Mieux avec les grands groupes...

On a longtemps attendu le rapport dressant le bilan des pôles de compétitivité (trop) brièvement mis en ligne par le ministère du Redressement productif à la fin de l'été dernier. Fort heureusement, l'Institut de l'entreprise s'y est penché.

Transformer l’essai. Trois propositions pour faire émerger des sillicon valley françaises” : le rapport, d’une cinquantaine de pages, est l’œuvre de Vanessa Cordoba et de Romain Lucazeau et n’y va pas par quatre chemins pour mettre à plat le dispositif des pôles de compétitivité. Réduire, concentrer, faire entrer les grands seraient les principaux axes à mettre en place selon les auteurs du rapport. L’introduction se penche ainsi sur la déception des entreprises : “La mise en place de la politique des pôles de compétitivité, à partir de 2004, a constitué une étape positive dans la transformation des politiques économiques françaises, traditionnellement axées sur de grands programmes industriels pilotés au niveau national. Cependant, il s’agit d’un tournant largement inachevé.” Les auteurs de ce rapport estiment que l’Etat ne peut plus agir au niveau national et qu’il faut retourner “au plus près du terrain“.  L’Etat serait-il par nature maladroit, bureaucratique et inconséquent avec le monde de l’entreprise ? Un peu trop cliché. Pas assez de grands groupes pour tirer la compétitivité ? Il faut rappeler que les pôles ont d’abord été faits pour les PME et la présence appuyées de grands groupes dans certains pôles en a d’ailleurs fait fuir quelques- unes. Les grands groupes ne goûtent pas toujours la libre concurrence.

Peu de brevets et d’innovations. Pour autant, les auteurs visent juste quand ils proposent la réduction du nombre de pôles : 71 pôles en France contre 15 clusters en Allemagne et 6 en Finlande : “62 pôles se partagent 50% des financements” ! Autre argument à charge : “Les pôles présentent une faible adéquation avec les secteurs à fort potentiel. Selon notre évaluation, sur 85 technologies d’avenir seules 14 sont correctement couvertes par les pôles.” La solution serait de diviser le nombre des pôles par 6 ou 7 “pour leur permettre d’atteindre une taille critique et les concentrer sur les secteurs à plus fort potentiel“. Certains chiffres sont particulièrement édifiants. Ainsi, les pôles ne représentent aujourd’hui que 1,5% des brevets, 4,5 % des dépenses R&D et 5% des créations d’entreprises innovantes. “Seul un projet sur quatre accompagné par les pôles génère effectivement une innovation.” Le texte de l’Institut de l’entreprise s’appuie sur le rapport Gallois (relatif notamment à la décentralisation) pour appeler à une réduction drastique des pôles.

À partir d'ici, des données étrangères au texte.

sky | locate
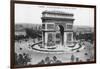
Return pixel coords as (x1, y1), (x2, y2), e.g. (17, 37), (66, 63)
(15, 4), (94, 27)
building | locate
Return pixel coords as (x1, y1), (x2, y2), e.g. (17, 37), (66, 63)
(41, 11), (74, 47)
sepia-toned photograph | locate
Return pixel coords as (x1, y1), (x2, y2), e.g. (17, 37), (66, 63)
(10, 0), (96, 66)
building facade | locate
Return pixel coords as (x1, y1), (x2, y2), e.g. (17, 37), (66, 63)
(41, 11), (74, 47)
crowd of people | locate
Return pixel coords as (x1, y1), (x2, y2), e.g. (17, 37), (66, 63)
(38, 56), (62, 64)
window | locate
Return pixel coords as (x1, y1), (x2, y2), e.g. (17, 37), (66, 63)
(42, 24), (45, 29)
(67, 25), (72, 29)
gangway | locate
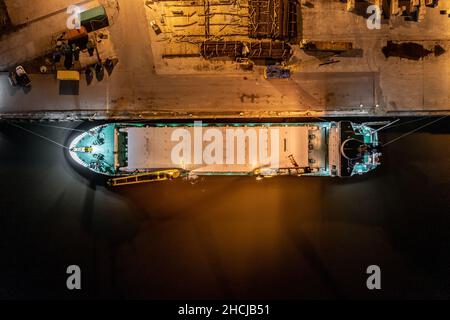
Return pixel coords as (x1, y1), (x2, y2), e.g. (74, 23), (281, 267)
(108, 169), (181, 187)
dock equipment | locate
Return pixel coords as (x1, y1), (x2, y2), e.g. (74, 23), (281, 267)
(56, 70), (80, 81)
(108, 169), (181, 187)
(248, 0), (299, 40)
(80, 6), (109, 32)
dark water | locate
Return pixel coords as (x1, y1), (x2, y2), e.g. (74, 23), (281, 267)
(0, 120), (450, 299)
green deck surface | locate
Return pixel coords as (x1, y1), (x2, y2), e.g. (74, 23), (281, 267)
(76, 125), (115, 174)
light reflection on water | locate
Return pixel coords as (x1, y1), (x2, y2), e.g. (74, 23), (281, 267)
(0, 122), (450, 298)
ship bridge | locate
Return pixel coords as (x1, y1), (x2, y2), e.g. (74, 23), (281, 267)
(115, 125), (327, 175)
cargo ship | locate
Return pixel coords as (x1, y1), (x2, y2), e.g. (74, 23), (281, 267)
(69, 121), (381, 184)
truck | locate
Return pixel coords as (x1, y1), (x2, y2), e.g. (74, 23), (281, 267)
(264, 65), (291, 80)
(300, 40), (353, 53)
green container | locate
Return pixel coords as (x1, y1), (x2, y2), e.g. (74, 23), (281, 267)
(80, 6), (109, 32)
(80, 6), (106, 23)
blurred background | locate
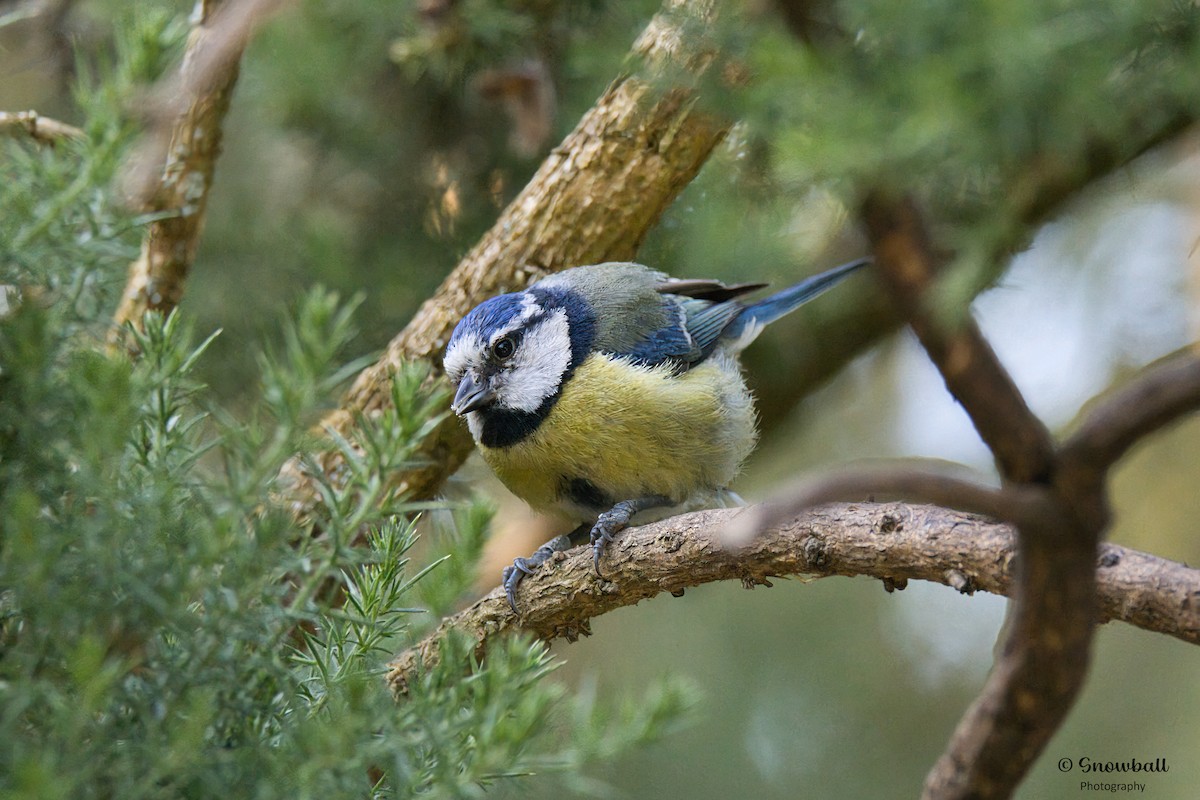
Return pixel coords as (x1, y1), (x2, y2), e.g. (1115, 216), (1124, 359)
(7, 0), (1200, 799)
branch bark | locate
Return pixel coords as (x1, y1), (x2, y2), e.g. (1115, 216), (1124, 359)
(388, 503), (1200, 693)
(281, 0), (730, 518)
(1062, 345), (1200, 473)
(109, 0), (278, 348)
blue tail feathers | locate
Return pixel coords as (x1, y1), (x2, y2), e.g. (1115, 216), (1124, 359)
(722, 258), (871, 349)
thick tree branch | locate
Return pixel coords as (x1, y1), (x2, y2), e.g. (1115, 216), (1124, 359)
(110, 0), (285, 347)
(283, 0), (730, 517)
(388, 503), (1200, 692)
(725, 462), (1045, 547)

Seconde proposition des auteurs, la recherche de l’efficience : “renforcer la capacité des pôles à accompagner l’innovation et la mise en marche de projets“. Et d’impliquer un changement de perspective : la recherche française est connue pour être centrée sur l’amont du process économique (R&D à forte composante publique). ” Or les faiblesses françaises se situent plutôt au niveau ‘aval’ qu’au niveau ‘amont’. Ainsi, selon l’OCDE, si la dépense de R&D française est en ligne avec la moyenne des pays développés, seules 23% des entreprises françaises ont recours à l’innovation non technologique (contre 47% en Allemagne). Les pôles doivent renforcer leur capacité à proposer des services ciblant ces faiblesses : la commercialisation, le design, la mise en place de nouveaux business models – leviers sur lesquels les entreprises françaises sont souvent moins performantes que leurs concurrentes étrangères.

Impliquer les grandes entreprises. Troisième proposition, selon le rapport il faut accroître l’implication des grandes entreprises dans les pôles de compétitivité. La logique demeure pertinente : réduire le nombre des dispositifs afin de concentrer leur force de frappe et, du coup, en appeler aux grandes entreprises, seules capables de changer d’échelle. “Les grandes entreprises françaises sont aujourd’hui des acteurs incontournables pour renforcer la capacité de projection de la France à l’international.” Ce sont elles qui investissent le plus dans la R&D (62% selon l’Insee) alors qu’elles n’ont bénéficié que de 10% des fonds mobilisés par les pôles. Mais en ont-elles réellement besoin à l’heure de la relance du crédit-impôt-recherche mis en place par le gouvernement Ayrault ? Ne serait-ce pas plutôt les PME qui hésitent à investir et qu’il faut convaincre ? La comparaison du système français avec les pratiques en Allemagne, en Finlande ou en Angleterre reste au stade des poncifs malgré la présence de schémas intéressants : la France est dirigiste et les autres pays sont souples et pragmatiques. On attend mieux d’une fondation soucieuse de soutenir les entreprises de France que d’appeler, comme en janvier dernier, à un “choc” de compétitivité.